What’s the value of multilingualism, and how does it contribute to cultural and linguistic diversity at UBC?
David: Multilingualism is an immeasurable asset in our lives that brings forth a wealth of intercultural diversity, empathy for others, and personal and professional opportunities. At UBC, multiculturalism can showcase the diversity of cultural expressions through day-to-day interactions with our peers, and also offer meaningful engagement to the content in language, literature, and culture courses.
Dr. Biz: UBC’s language of instruction is typically English, but this monolingualism does not reflect the lives and experience of our students or even our faculty. English isn’t the first language of this place – the hən̓q̓əmin̓əm̓ language was spoken for millennia before settlers arrived. Disacknowledging the multilingual nature of our student body and the traditional, ancestral and unceded territory of the Musqueum is a disservice to the people who live, learn, and work here. In an increasingly interconnected world, celebrating multilingualism promotes global understanding and cooperation. It fosters individual engagement with a variety of perspectives and empathy and appreciation for different cultures and viewpoints.

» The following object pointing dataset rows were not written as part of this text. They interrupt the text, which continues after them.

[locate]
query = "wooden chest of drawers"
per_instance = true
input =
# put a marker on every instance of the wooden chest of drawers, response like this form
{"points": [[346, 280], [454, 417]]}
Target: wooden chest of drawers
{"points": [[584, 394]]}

“By celebrating multilingualism, we foster a stronger desire for diversity and belonging, allowing individuals to expand worldviews, bridge cultural gaps, and break language barriers.”

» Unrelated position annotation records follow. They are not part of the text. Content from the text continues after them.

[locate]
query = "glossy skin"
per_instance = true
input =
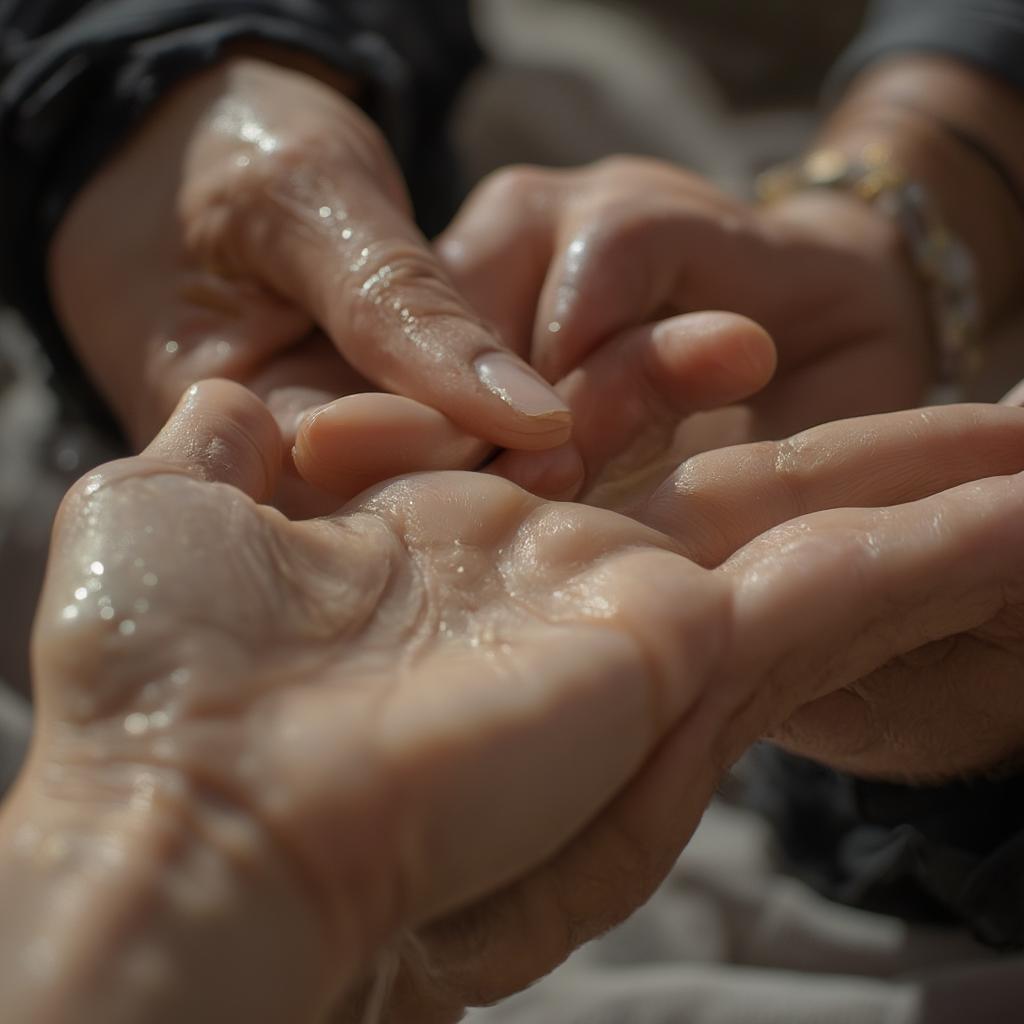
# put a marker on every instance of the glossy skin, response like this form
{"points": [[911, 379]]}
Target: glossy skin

How does celebrating and engaging in multilingualism continue to benefit individuals in personal and professional contexts?
Olivia: In an increasingly globalized world, leaning into multilingualism at UBC helps students aspiring to global citizenship to grow in numerous skills. Multilingual activities prepare students to enrich their degree programs and deepen their intercultural awareness. Students can enhance their global perspectives by analyzing how language influences and reflects the worldview of its speakers. When students at all levels of fluency experiment through poetry and song, they are practicing creativity in low-stake environments, building fluency for real-life situations, and learning to lead by stepping outside of their linguistic comfort zone.

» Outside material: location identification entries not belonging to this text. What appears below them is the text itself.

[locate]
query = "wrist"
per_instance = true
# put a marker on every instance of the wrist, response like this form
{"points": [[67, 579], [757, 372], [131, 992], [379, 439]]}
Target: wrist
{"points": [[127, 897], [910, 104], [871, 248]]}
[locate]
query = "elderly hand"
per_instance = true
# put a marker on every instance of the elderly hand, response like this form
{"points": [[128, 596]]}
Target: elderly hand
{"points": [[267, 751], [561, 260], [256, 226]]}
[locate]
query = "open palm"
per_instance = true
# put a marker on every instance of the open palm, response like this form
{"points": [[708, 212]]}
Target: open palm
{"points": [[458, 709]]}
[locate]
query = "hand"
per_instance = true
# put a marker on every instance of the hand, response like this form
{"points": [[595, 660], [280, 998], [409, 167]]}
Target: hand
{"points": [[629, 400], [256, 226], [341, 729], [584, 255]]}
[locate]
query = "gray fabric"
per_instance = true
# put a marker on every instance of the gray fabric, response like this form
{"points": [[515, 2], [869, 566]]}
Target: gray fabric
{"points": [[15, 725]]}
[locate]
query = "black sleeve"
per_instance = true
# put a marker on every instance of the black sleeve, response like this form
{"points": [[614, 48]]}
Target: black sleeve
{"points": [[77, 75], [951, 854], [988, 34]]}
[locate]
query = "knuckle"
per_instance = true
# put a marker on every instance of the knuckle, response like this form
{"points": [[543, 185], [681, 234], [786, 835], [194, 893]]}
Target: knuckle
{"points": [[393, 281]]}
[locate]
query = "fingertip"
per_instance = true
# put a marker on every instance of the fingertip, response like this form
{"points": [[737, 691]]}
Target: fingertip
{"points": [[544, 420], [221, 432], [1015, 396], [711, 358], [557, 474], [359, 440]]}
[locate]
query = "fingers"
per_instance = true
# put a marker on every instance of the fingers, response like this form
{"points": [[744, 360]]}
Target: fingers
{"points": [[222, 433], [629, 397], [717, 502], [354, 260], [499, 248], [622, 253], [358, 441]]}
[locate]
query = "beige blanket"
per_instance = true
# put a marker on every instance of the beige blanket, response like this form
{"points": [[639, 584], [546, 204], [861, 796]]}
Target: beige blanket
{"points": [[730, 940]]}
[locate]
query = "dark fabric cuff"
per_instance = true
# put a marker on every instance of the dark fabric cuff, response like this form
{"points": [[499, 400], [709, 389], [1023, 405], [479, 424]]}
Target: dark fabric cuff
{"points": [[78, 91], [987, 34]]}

Bella: Interacting with people from different cultures and backgrounds exposes you to a wide range of mindsets and life experiences. Celebrating and engaging in multilingualism makes an individual more socially flexible and adaptable as a worker, as you can effectively communicate and connect with a diverse set of individuals.
What are some events to look forward to during Multilingual Week?
On March 4–8, here are some exciting highlights you can look forward to:
- Enjoy a catered Bollywood Film Night screening the iconic movie Queen.
- Explore course offerings and find extracurricular activities at the Language Tables and Club Showcase.
- Perform original or translated poems in any language of your choice at the highly anticipated Multilingual Poetry Slam.
- Submit digital media projects that thematize phrases and words existing only in a given language at the Untranslatable Art Competition.
- Listen and share about how language shapes our understanding of the world around us at the annual Multilingual Speech Contest, with this year’s theme centring on “How Language Shapes our Perception of the World Around Us”.
- Get creative and experimental in performing arts multilingually! A non-competitive Multilingual Open Mic Night offers a venue for you to showcase your language skills through comedy, song, or reading.